Paulo Roberto Gomes Fernandes observa que, ao longo da última década, poucos eventos conseguiram reunir tantos agentes estratégicos do setor energético quanto a conferência e exposição internacional realizada em Barcelona em 2018, dedicada às indústrias globais de gás, GNL e energia. Em janeiro de 2026, ao analisar aquele encontro, percebe-se como a cidade catalã se transformou, naquele momento, em um verdadeiro centro mundial de oportunidades, negócios e discussões técnicas voltadas à cadeia global do gás natural.
Com mais de quatro décadas de tradição, o evento consolidou-se como um dos principais pontos de convergência para empresas integradas de energia, concessionárias globais, construtoras, empresas de dutos, fabricantes de equipamentos e provedores de tecnologia. Paulo Roberto Gomes Fernandes destaca que a característica itinerante da conferência contribuiu para ampliar sua relevância internacional, ao permitir que diferentes regiões do mundo assumissem, a cada edição, o protagonismo nos debates energéticos globais.
A centralidade do gás e do GNL na transição energética
De acordo com avaliações recorrentes do setor, a edição realizada em Barcelona reforçou o papel estratégico do gás natural e do GNL na matriz energética mundial. Em um cenário de transição, esses insumos passaram a ser vistos como vetores fundamentais para garantir segurança energética, flexibilidade de abastecimento e redução gradual de emissões em comparação a fontes mais intensivas em carbono. Paulo Roberto Gomes Fernandes pontua que essa leitura ajudou a posicionar o gás como elemento-chave nos planos energéticos de médio e longo prazo de diversos países.

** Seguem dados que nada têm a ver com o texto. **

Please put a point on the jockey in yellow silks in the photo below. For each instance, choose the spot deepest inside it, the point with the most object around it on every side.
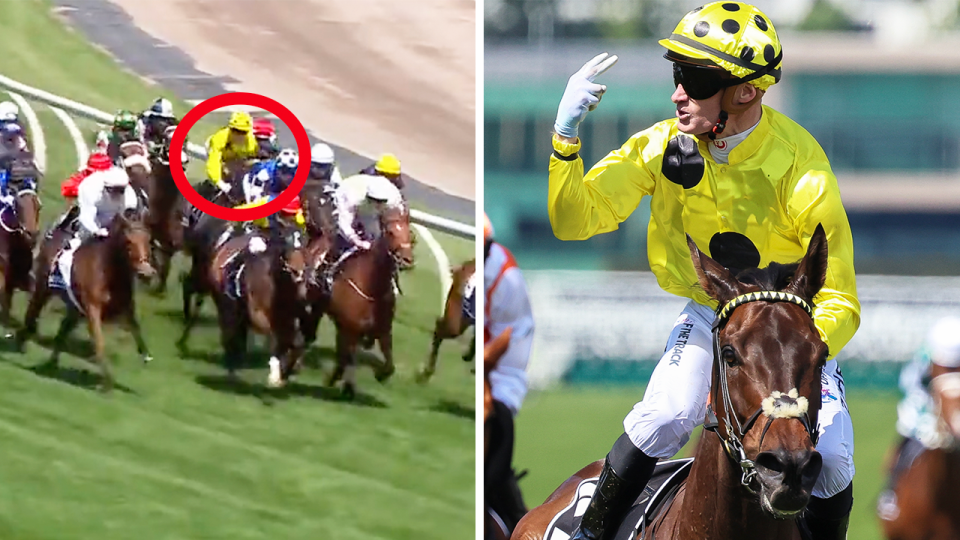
(736, 176)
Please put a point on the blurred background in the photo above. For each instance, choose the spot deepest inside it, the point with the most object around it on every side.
(876, 82)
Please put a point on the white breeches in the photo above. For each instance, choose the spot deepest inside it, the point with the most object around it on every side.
(674, 402)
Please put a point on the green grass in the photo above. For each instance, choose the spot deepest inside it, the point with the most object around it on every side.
(180, 454)
(549, 449)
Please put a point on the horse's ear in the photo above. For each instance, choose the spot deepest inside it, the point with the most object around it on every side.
(812, 270)
(716, 280)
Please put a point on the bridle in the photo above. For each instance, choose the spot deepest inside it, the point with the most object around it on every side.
(795, 404)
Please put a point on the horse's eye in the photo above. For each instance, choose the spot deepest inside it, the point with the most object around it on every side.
(729, 356)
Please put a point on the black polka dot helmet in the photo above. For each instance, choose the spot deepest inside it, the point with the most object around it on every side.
(734, 36)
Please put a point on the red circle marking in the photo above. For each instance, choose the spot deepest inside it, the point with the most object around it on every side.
(224, 100)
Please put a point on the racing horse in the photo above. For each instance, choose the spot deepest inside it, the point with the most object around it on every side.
(99, 287)
(494, 526)
(755, 477)
(927, 505)
(19, 230)
(362, 300)
(260, 291)
(455, 319)
(164, 217)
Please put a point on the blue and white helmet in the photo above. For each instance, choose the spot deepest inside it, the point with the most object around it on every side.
(288, 160)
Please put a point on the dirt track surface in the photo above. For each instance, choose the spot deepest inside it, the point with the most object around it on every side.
(370, 75)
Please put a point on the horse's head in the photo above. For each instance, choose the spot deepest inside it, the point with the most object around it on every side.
(395, 224)
(136, 237)
(768, 356)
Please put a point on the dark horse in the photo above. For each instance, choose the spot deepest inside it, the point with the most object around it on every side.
(494, 527)
(261, 291)
(101, 283)
(928, 506)
(362, 300)
(755, 477)
(19, 229)
(452, 323)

Nesse contexto, a conferência reuniu projetos, tecnologias e modelos de negócio voltados tanto à expansão da infraestrutura de transporte quanto à otimização de sistemas já existentes. A diversidade de expositores e palestrantes evidenciou a complexidade da cadeia do gás, que envolve desde produção e liquefação até transporte, armazenamento e distribuição em escala global.
Europa como polo estratégico e disputas geopolíticas
Outro ponto central dos debates foi o papel da Europa como mercado estratégico para o gás natural. Conforme amplamente discutido à época, havia um movimento consistente de diversificação de fornecedores, com destaque para projetos norte-americanos de produção e exportação de GNL voltados ao continente europeu. Paulo Roberto Gomes Fernandes comenta que essa dinâmica estava diretamente ligada a questões geopolíticas e à busca por maior segurança no abastecimento energético.

A presença maciça de projetos internacionais no evento reforçou essa leitura. Países africanos, produtores emergentes e grandes players tradicionais dividiram espaço em busca de parcerias, contratos e acordos comerciais. Esse ambiente favoreceu o diálogo multilateral e ampliou as possibilidades de integração entre diferentes regiões produtoras e consumidoras de gás.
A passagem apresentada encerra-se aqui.